On Sat, Oct 15, 2016 at 07:02:19PM -0400, Aaron Johnson wrote:
A concern with this proposal that I have not seen mentioned is that exit pinning would cause the Tor path itself to leak more information about the intended destination. For example, a destination could (possibly without malicious intent) pin a single exit that is otherwise unlikely to be used. Simply choosing that exit would thus make it appear much more likely to be visiting that destination from the view of an adversary that can identify the exit (e.g. by being chosen as the middle relay or by performing a congestion attack that identifies relays on a circuit). This gets worse when connections can be linked together as originating at the same client because without pinning it is unlikely to repeatedly choose the same exit (or from any small set of exits). Connections can be linked as originating at the same client by the guard (or anybody observing a guard) or by middle relays that observe the same guard being used in a short period of time, indicating activity by the same client.

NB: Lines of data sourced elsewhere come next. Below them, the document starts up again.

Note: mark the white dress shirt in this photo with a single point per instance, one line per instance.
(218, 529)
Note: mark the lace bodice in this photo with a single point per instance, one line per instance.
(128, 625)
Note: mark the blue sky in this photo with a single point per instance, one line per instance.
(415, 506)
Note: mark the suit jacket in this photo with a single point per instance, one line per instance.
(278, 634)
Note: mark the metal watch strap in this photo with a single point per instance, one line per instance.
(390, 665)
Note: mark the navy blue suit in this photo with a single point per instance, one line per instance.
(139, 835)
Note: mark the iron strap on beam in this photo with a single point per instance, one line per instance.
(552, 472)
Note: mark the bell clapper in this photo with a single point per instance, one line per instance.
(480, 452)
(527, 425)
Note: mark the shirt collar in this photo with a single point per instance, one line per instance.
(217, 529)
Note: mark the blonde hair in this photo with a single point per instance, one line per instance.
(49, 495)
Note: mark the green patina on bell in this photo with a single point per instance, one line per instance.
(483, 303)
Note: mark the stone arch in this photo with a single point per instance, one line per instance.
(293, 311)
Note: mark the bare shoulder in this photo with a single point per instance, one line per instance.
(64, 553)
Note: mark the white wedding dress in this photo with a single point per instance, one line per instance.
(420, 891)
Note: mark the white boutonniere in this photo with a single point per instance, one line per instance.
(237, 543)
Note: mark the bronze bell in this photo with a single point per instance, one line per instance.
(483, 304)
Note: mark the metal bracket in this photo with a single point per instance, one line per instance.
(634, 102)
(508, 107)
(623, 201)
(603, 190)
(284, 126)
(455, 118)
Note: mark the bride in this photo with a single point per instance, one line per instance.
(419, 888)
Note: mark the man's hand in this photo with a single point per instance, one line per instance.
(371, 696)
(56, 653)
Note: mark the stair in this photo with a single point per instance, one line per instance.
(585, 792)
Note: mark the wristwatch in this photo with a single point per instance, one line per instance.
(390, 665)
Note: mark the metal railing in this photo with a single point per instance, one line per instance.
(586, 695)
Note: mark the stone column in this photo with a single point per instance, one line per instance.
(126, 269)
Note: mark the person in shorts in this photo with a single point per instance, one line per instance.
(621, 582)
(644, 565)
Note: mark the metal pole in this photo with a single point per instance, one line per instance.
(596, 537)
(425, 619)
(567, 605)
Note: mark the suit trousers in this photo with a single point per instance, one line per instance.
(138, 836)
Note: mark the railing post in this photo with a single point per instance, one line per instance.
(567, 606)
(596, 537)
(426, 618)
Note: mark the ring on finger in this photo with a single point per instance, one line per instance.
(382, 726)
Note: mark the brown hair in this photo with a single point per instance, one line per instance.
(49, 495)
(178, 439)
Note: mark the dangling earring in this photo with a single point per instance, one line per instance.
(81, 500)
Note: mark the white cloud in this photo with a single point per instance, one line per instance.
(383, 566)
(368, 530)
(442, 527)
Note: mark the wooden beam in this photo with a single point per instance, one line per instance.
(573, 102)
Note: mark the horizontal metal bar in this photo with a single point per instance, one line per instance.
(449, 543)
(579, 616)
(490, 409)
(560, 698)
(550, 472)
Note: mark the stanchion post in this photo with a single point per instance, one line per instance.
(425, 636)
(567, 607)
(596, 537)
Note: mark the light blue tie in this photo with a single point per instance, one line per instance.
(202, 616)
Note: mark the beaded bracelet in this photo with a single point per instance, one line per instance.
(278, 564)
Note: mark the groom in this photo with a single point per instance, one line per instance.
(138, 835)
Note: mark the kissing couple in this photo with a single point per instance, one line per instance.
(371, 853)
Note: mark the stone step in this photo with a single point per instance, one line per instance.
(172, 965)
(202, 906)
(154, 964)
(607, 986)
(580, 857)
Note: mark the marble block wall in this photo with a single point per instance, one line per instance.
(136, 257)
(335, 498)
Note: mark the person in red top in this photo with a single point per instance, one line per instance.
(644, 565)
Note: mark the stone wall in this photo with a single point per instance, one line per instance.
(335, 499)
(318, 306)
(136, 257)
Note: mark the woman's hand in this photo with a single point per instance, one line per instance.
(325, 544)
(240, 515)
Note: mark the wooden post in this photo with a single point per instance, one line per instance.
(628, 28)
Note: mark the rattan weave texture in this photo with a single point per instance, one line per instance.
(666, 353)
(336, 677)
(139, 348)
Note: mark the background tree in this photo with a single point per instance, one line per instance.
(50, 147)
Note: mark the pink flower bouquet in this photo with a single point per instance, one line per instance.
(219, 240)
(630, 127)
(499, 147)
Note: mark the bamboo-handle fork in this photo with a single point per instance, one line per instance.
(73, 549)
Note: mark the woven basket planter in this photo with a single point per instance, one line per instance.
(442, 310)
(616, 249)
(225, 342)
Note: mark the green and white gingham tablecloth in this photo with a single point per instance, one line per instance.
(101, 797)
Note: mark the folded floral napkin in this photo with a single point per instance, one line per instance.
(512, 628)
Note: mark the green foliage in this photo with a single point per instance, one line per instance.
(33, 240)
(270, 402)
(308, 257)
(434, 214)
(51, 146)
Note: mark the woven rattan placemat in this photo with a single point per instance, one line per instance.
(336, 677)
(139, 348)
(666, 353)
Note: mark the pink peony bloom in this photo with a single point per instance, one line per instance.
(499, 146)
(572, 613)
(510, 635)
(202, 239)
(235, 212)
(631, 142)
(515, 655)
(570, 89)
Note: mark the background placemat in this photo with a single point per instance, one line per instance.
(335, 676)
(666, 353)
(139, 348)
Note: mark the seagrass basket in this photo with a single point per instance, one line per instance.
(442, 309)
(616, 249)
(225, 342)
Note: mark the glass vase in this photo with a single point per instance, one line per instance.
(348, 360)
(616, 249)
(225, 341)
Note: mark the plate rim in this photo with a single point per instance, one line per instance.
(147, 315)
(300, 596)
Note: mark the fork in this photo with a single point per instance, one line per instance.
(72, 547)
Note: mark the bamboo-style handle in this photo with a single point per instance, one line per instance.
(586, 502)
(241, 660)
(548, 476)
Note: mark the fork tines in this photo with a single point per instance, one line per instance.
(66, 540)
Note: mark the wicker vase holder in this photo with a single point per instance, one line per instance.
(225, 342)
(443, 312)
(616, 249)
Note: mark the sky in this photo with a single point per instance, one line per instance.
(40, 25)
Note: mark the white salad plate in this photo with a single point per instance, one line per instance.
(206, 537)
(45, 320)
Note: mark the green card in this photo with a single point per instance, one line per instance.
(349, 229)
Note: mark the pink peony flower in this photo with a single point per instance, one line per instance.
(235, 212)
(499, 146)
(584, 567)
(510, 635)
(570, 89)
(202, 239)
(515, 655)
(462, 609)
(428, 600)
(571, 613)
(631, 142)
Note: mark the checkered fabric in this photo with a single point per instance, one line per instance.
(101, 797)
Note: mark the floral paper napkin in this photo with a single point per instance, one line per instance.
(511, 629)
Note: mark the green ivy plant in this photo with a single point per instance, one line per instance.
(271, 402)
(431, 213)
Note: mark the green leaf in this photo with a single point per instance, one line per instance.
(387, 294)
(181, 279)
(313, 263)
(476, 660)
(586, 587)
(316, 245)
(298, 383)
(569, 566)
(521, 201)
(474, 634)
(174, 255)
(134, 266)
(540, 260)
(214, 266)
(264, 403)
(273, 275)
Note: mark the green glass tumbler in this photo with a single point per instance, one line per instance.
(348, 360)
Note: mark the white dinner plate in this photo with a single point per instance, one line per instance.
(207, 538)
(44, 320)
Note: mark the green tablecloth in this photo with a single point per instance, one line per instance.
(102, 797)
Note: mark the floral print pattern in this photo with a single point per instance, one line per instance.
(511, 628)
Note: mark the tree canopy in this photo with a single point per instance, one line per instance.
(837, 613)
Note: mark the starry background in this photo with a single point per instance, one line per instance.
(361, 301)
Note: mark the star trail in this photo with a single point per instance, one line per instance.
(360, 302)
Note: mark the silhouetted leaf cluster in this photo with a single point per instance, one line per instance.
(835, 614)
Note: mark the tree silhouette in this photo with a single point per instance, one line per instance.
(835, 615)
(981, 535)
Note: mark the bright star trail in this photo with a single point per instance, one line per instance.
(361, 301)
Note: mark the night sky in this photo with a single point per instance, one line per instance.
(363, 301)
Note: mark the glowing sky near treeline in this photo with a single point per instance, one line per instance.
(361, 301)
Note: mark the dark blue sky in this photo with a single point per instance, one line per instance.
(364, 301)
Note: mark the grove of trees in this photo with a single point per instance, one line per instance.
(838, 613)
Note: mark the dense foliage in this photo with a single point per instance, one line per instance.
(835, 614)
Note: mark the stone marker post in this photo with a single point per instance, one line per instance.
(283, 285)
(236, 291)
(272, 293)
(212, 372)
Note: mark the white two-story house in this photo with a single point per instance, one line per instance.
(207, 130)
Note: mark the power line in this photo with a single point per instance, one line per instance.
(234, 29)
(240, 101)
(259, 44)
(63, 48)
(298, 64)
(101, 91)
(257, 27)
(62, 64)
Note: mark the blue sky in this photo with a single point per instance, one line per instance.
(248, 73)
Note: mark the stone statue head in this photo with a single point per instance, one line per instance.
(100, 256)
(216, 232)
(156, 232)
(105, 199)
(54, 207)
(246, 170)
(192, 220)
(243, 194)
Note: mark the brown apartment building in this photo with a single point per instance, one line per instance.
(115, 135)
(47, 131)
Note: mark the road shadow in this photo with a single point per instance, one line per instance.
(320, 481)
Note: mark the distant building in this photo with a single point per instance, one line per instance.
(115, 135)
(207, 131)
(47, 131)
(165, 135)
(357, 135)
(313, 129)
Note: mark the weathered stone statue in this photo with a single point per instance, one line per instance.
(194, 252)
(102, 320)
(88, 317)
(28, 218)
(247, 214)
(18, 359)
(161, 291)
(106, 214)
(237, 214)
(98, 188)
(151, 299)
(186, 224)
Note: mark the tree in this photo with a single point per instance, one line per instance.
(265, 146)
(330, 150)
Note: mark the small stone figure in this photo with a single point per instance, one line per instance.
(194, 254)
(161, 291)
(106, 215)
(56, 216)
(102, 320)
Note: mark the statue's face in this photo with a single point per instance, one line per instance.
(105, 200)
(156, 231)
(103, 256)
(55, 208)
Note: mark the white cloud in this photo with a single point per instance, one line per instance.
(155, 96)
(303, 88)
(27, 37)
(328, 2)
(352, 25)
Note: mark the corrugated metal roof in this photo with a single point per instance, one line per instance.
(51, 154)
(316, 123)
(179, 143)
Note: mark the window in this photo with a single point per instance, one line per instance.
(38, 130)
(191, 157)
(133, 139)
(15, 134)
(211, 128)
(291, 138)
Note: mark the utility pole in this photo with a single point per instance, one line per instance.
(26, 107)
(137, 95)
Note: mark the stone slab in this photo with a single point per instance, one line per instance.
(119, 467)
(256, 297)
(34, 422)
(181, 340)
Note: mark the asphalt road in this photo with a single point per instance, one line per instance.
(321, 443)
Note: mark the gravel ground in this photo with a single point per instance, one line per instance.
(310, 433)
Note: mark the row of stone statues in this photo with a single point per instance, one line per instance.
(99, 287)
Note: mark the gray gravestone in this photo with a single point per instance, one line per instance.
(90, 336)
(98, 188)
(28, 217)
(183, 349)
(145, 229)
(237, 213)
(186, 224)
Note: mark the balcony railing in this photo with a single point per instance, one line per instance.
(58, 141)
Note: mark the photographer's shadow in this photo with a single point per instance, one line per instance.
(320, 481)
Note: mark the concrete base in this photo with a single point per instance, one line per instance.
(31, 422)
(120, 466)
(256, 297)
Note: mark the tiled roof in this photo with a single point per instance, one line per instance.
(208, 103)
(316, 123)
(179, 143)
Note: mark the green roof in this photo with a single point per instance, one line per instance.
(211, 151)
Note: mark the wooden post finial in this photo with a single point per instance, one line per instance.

Whenever the Tor client gets told which exit to use for a circuit, it uses a 4-hop path for that circuit, i.e., it uses 3 hops like normal and then the fourth hop is the chosen exit.
Though it's actually more complex than that, because if it knows it'll be using a 4-hop circuit, the 2nd and 3rd hop are both chosen like middles, so "like normal" is not wholly true. It's effectively like choosing a 3-hop internal circuit and then appending your chosen exit.
So some of the attacks you worry about shouldn't work, but I bet some of them still would.